Wave after wave of bizarre weather has ravaged the Northern Hemisphere, but don’t blame the Arctic, scientists say

Lesley Price
Recent reports of droughts in California, warmer winters in Alaska and a freezing over of the American Mid-west have led many to believe that a warming Arctic is causing extreme weather phenomena across the Northern Hemisphere. Scientists, however say there is no scientific evidence to support the fact.
“The Arctic is leading the way in climate change – we’ve known that since the late 19th century, and of course, it’s going to be in the Arctic where this change in most pronounced,” said Mark Serreze, a professor at the University of Colorado and the director of the National Snow and Ice Data Centre (NSIDC).
“The big science questions is, does climate change have a significant effect on weather and climate beyond the Arctic – and the simple answer is, we still don’t know.”
Serreze explained the rapid loss of ice cover has caused a rapid rise in air temperatures over the Arctic and the rest of the planet, known as Arctic amplification. However, the links between Arctic ice loss and the “crazy winter weather patterns” throughout the Northern hemisphere are still unknown and currently “very controversial”.
“You have a number of scientists out there who are very strong advocates for this point of view, but I tend to be circumspect about it,” he said. “We need more data and more time to actually see if these argued links are valid.”
Professor Tim Ball, an environmentalist and the author of the Deliberate Corruption of Climate Science, agreed, saying the current weather patterns “have been identified since the 1940s” and are “completely normal”.
Calm before the storm?
Both called the current media hype about the ‘polar vortex’, the spate of extreme cold weather in the US earlier this month, “nonsense”. However, Serreze said weather “is not always a straightforward issue”. He could see some arguments for Arctic sea ice loss potentially effecting weather patterns during autumn.
He explained that as ocean ice melts, the dark open water areas absorb a vast amount of solar energy and at end of the melt season there is increased heat trapped in the ocean that eventually re-enters the atmosphere.
“The heating of the atmosphere works through a fairly deep layer of the atmosphere, deep enough that you might be able to change the behaviour of the jet-stream and that may have links to dramatic weather patterns,” he said.
“If you’re changing the temperature gradient, the atmospheric circulation will respond, that’s the argument, but you’re going to see that in autumn. The affect of the Arctic on atmospheric heating in the winter is not going to be that significant.”
A hot political statement?
Ball, however, disagreed. He said there have been record lows in the Arctic in August, September and October this year, yet “nobody is reporting on these things because the media is biased.
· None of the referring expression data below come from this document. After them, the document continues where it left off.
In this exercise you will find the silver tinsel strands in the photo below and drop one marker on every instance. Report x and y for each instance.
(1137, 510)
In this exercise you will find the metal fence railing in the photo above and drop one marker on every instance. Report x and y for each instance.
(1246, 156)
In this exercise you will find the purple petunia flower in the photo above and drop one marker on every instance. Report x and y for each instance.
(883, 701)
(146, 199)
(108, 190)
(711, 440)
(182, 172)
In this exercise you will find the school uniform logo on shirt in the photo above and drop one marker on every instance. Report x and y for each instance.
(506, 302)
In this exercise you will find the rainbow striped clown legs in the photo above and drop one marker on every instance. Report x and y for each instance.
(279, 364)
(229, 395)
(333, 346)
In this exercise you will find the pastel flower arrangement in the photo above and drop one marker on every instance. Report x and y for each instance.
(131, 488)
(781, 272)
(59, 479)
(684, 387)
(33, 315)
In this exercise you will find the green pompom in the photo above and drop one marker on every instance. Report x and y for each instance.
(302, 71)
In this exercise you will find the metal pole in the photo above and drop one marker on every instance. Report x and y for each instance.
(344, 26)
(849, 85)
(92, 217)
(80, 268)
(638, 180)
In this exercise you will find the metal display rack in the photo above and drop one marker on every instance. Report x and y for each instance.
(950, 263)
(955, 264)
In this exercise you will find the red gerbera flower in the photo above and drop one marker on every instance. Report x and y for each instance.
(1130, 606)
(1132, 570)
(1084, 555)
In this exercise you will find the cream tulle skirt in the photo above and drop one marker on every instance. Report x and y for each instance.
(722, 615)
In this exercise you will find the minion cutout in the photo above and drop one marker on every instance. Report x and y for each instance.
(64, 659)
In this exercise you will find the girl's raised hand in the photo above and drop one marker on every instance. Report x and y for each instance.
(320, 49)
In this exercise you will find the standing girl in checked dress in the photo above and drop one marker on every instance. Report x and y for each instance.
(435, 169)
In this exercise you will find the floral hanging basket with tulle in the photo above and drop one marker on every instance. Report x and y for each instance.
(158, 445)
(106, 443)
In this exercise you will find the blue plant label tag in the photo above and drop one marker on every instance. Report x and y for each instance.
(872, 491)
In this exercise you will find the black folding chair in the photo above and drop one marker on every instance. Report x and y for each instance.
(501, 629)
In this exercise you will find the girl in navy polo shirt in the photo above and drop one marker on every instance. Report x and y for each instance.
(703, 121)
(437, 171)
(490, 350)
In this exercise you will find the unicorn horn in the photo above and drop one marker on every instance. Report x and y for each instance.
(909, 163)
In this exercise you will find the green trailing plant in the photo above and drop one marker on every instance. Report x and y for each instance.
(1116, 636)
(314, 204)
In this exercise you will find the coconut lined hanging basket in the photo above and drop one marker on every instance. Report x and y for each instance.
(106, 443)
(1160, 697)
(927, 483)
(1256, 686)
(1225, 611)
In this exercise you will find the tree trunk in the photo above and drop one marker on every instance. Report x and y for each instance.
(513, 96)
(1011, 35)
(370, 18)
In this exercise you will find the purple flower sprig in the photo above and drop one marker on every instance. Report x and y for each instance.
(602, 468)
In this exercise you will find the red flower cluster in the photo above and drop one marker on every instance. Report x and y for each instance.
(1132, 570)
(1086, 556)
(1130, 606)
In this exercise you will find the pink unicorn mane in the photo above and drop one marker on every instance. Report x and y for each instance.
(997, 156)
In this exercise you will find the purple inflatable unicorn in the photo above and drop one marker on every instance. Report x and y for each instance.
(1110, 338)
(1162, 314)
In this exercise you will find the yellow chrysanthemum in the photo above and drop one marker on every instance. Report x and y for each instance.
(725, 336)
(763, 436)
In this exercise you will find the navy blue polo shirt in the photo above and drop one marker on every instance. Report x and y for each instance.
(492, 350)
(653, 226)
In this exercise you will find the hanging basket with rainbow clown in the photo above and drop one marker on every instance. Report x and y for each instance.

The cold currents do get some attention, but it’s all focused on the warming”.
Ball blamed the media for “creating the illusion that everyday weather is unnatural or unusual” and that “severe weather has actually declined”.
“Every time there is a storm anywhere, the media report it, and the impression created amongst the public is that their number is on the rise. It was always there, you just never used to hear about it,” he said.
“None of this is new or abnormal, nor is it caused by humans, however, the mythology and exploitation of it for political agendas is.”